On Air

So You Want Your Own Show: 5 Tips for a Great Application

Blog/FavouritesSeptember 10th 2019
Olivia Fava

This guide is part of our new Navigating CFMU series, explaining in brief blog format some of the ins-and-outs of volunteering and life with CFMU. If you are a current or potential volunteer with a suggestion for this series, please contact the Community Outreach Coordinator at cfmucom@msu.mcmaster.ca.

So! You're interested in hosting a show at CFMU.

Maybe you saw our Volunteering @ CFMU series and were inspired by our talented student hosts. Maybe you met me or one of our other staff members at Clubsfest, and took home a new show application. Maybe you're just hearing about this opportunity now. Either way, cue the fanfare! We're so glad you're here.

There’s lots of things you could do here, from music writing to audio production, but your heart truly lies in the on-air booth. You want to turn up the main mic and let your voice grace the airwaves while you bask in the glow of the iconic red on-air light. You want to share your ideas in the CFMU way, a format that lets you have the best of both broadcast and podcast.

You want your own show. But how, you may ask, do you go about getting it?

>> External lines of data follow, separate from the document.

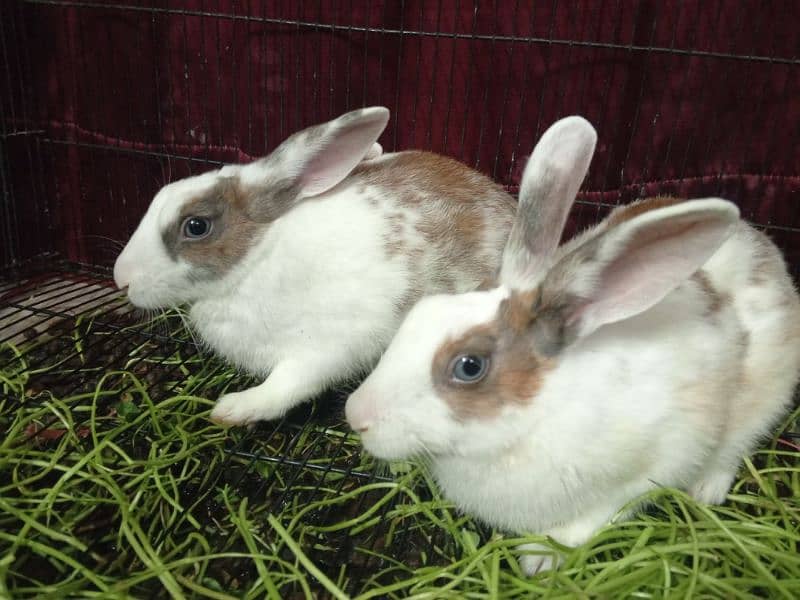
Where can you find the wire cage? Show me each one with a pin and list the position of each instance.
(101, 103)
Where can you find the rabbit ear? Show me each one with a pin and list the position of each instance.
(632, 265)
(315, 159)
(550, 183)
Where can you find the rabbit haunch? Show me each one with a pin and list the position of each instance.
(308, 259)
(432, 197)
(654, 349)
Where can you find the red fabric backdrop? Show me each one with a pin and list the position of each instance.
(103, 103)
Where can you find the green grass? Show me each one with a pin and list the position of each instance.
(137, 494)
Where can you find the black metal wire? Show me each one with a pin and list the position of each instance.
(477, 36)
(299, 44)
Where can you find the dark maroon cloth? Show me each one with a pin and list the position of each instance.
(101, 105)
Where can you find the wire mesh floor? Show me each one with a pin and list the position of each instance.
(69, 344)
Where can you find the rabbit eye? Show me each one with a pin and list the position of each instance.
(470, 368)
(196, 227)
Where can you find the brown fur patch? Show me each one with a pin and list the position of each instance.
(714, 299)
(516, 369)
(394, 241)
(629, 211)
(233, 229)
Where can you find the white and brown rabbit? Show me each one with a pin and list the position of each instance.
(300, 266)
(656, 348)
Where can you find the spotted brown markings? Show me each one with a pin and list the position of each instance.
(516, 367)
(454, 205)
(395, 241)
(238, 216)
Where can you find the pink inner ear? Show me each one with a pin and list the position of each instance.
(337, 157)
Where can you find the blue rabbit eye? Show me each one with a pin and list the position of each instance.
(196, 227)
(469, 368)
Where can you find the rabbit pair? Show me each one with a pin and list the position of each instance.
(300, 266)
(656, 348)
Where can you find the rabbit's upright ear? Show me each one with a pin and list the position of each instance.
(315, 159)
(550, 182)
(644, 253)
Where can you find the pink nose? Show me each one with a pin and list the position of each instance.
(360, 412)
(122, 275)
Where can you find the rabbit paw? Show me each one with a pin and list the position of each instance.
(245, 407)
(532, 564)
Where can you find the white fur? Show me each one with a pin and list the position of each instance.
(668, 396)
(315, 299)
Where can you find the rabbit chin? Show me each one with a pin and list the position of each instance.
(151, 296)
(395, 445)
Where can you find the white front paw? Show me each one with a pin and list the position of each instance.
(545, 559)
(241, 408)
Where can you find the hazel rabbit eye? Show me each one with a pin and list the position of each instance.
(196, 227)
(469, 368)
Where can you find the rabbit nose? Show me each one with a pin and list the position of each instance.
(122, 274)
(360, 412)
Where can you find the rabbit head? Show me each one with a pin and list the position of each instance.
(198, 230)
(463, 373)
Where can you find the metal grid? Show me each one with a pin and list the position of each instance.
(306, 456)
(494, 137)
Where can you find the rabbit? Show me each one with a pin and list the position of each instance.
(299, 267)
(654, 349)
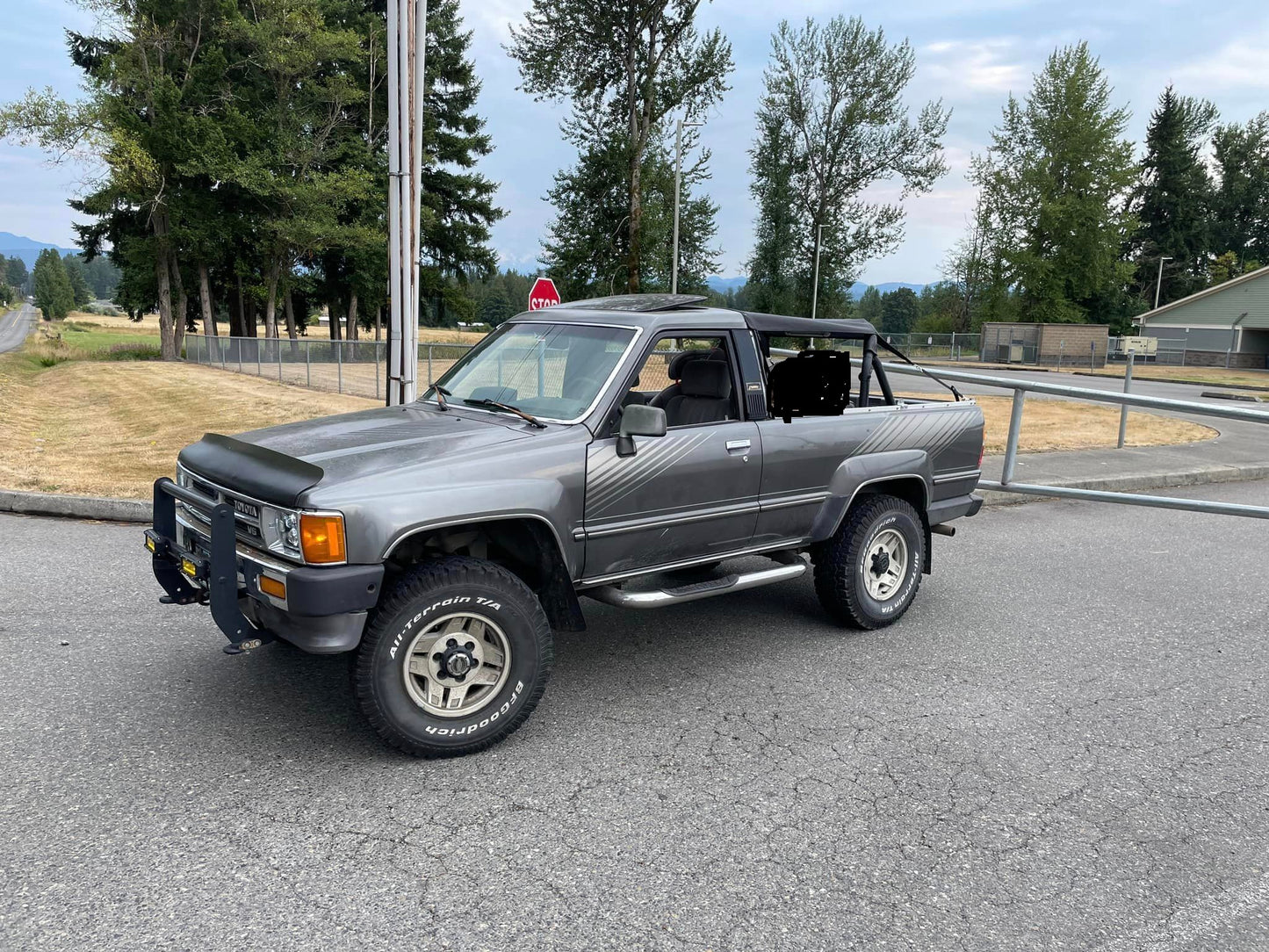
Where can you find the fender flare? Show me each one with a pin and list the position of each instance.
(857, 472)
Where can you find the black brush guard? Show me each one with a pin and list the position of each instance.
(219, 569)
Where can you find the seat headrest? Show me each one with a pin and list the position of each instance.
(706, 379)
(679, 361)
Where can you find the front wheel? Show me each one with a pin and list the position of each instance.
(869, 573)
(456, 658)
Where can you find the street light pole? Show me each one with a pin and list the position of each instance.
(815, 279)
(678, 177)
(407, 25)
(1159, 285)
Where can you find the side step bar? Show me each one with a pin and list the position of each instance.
(613, 595)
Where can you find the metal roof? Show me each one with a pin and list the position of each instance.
(1237, 310)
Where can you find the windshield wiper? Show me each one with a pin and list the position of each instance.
(508, 407)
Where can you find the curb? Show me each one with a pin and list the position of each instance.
(1197, 476)
(75, 507)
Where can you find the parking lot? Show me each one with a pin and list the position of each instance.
(1061, 746)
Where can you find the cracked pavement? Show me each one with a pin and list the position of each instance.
(1061, 746)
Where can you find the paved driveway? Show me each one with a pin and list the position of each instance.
(1063, 746)
(16, 325)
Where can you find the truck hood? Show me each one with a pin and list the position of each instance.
(362, 444)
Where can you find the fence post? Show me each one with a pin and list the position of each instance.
(1123, 410)
(1015, 424)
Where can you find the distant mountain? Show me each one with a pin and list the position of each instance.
(858, 288)
(857, 291)
(27, 249)
(724, 285)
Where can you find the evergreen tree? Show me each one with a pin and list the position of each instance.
(900, 310)
(82, 292)
(869, 307)
(1054, 194)
(495, 307)
(54, 293)
(1241, 203)
(627, 66)
(16, 272)
(1172, 199)
(457, 201)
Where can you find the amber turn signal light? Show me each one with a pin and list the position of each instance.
(321, 537)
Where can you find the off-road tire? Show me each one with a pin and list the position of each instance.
(840, 563)
(471, 587)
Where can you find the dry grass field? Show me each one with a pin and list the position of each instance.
(150, 325)
(1217, 376)
(111, 428)
(1060, 424)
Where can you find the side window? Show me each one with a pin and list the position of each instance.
(690, 379)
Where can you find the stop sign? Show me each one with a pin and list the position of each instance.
(544, 295)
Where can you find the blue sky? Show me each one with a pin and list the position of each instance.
(970, 54)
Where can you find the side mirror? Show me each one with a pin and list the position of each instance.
(638, 421)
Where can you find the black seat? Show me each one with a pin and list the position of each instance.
(674, 371)
(704, 395)
(812, 384)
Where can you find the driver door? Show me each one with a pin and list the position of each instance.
(687, 495)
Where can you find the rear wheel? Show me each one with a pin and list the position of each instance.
(456, 658)
(869, 573)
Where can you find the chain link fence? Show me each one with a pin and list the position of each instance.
(356, 367)
(937, 347)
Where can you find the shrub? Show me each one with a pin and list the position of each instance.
(130, 352)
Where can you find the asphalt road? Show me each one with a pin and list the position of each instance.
(1061, 746)
(16, 327)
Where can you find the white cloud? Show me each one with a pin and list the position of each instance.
(1240, 66)
(977, 66)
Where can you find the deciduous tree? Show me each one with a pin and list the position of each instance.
(628, 66)
(1055, 188)
(834, 119)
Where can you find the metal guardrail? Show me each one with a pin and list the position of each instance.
(1021, 387)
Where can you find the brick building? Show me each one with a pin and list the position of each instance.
(1066, 344)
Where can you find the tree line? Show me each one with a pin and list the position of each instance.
(245, 153)
(244, 145)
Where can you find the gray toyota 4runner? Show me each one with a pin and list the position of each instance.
(619, 448)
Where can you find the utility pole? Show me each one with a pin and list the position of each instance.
(815, 279)
(407, 28)
(678, 177)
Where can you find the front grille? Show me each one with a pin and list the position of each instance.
(247, 513)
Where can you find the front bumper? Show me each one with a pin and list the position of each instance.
(321, 609)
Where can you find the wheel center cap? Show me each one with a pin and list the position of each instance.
(881, 563)
(458, 663)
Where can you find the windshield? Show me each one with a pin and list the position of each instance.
(546, 370)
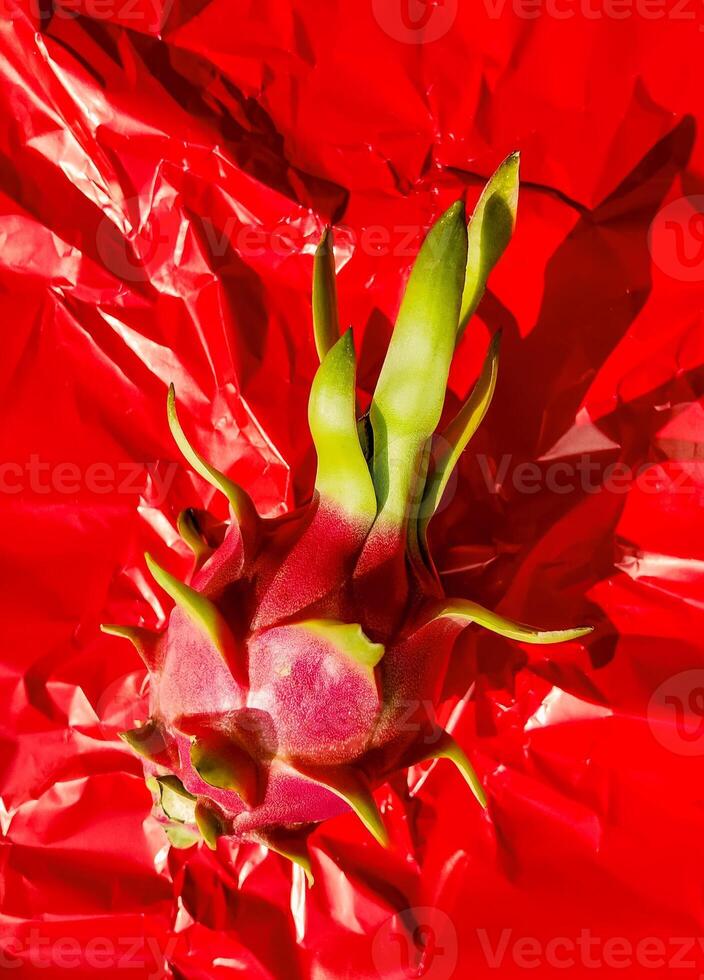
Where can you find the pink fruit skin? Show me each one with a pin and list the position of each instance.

CFMU receives many new show applications all throughout the year, but especially come September. So if you’re a student/community member looking to start your show this fall, how do you make your application stand out?

Read on for some tips!

1. Choose your format

The first thing you want to do is decide if your show will be music, spoken word, or multicultural. If it’s music, it’s primarily, well, music – and any talking that you do is mostly about the music that you are playing. For example, we have: In Tha Kut (hip-hop), Wallpaper Music (ambient), and Rainbow Radio (LGBTQ+ music), among others.

If it’s spoken word, you’re mostly talking, with only a little music mixed in. This is more like a podcast; we have shows with topics ranging from video games to the world of work; even haunted houses and the supernatural!

Multicultural shows can be music or spoken word, but are generally centered around a specific culture, and are often broadcast in that culture's primary language. Some examples are Twoje Radio (Polish) and Let's Talk (Arabic).

Choosing your format and building the rest of your pitch with that in mind is important because it will give you a much clearer idea of what you'll be doing as a host (talking or playing music, etc.). This will, in turn, make your written voice much more consistent and confident on the application.

2. Have a clear theme

The one thing people love about community radio is the chance to hear unique, interesting programming on topics that don’t get covered on commercial airtime.

For you, this means: make sure your idea is specific with a clear goal or audience in mind. Don’t just think about playing music or talking about life in general – think about what you want to talk about. What is the goal of your show, and who is your intended audience? You should be able to answer these things clearly before you fill out your application. Take one of our shows, for example:

Show: Purposely Offside

Goal/message: To provide updates, opinions, and analysis on McMaster, Hamilton, and Toronto sports, including interviews with athletes.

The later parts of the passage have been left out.